I finally got it working by having him get the tar archive of the linux binaries (including the tar we needed), and untarring it on one of the public decstations here, so we could ftp tar to his PC using his dos tcp/ip stuff. A funny aside was that it untarred into ~/bin, and superseded all his normal commands. We were wondering why everything wouldn't run. Luckily it wasn't too hard to fix after we realized what happened.
A consultant we had hired (and not a very good one) was installing Unix on one our workstations. He was mucking with creating and deleting /dev/tty* files and made /dev/tty a regular file. Weird things started to happen. Commands would only print their output if you pressed return twice, etc. Fortunately, we solved the problem by re-mknod-ing /dev/tty.

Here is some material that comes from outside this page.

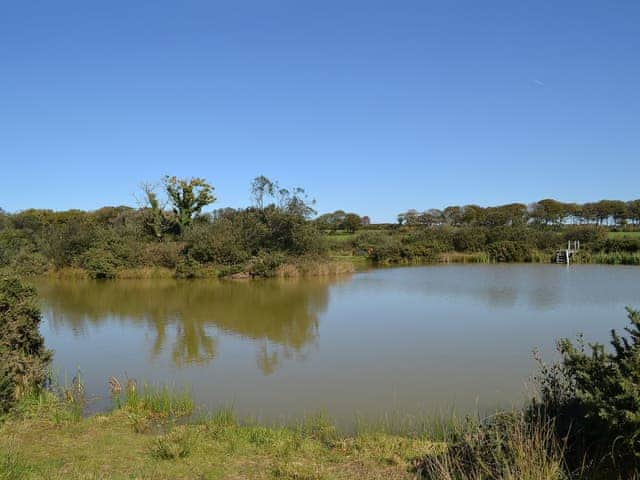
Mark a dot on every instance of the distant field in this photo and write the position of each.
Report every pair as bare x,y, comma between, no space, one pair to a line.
624,234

However, it took a while to realize what was causing this problem.
broberts@waggen.twuug.com (Bill Roberts) writes:
[story about deleting /dev/null deleted. -ed.]
Years ago when I was working in the Graphics Workshop at Edinburgh University, we used to have a small UNIX machine for testing. The machine wasn't used too much, so nobody bothered to set up user accounts, and so everybody was running as root all the time. Now one of the chaps who used to come in was fond of reading fortunes (/usr/games/fortune having been removed from the University's real machines along with all the other games). Guess what happened when the machine said
# fortune
fortune: write error on /dev/null --- please empty the bit bucket
Quite a lot of stuff wouldn't work after the chap was done with the machine for the day. You bet we put up proper accounts after that!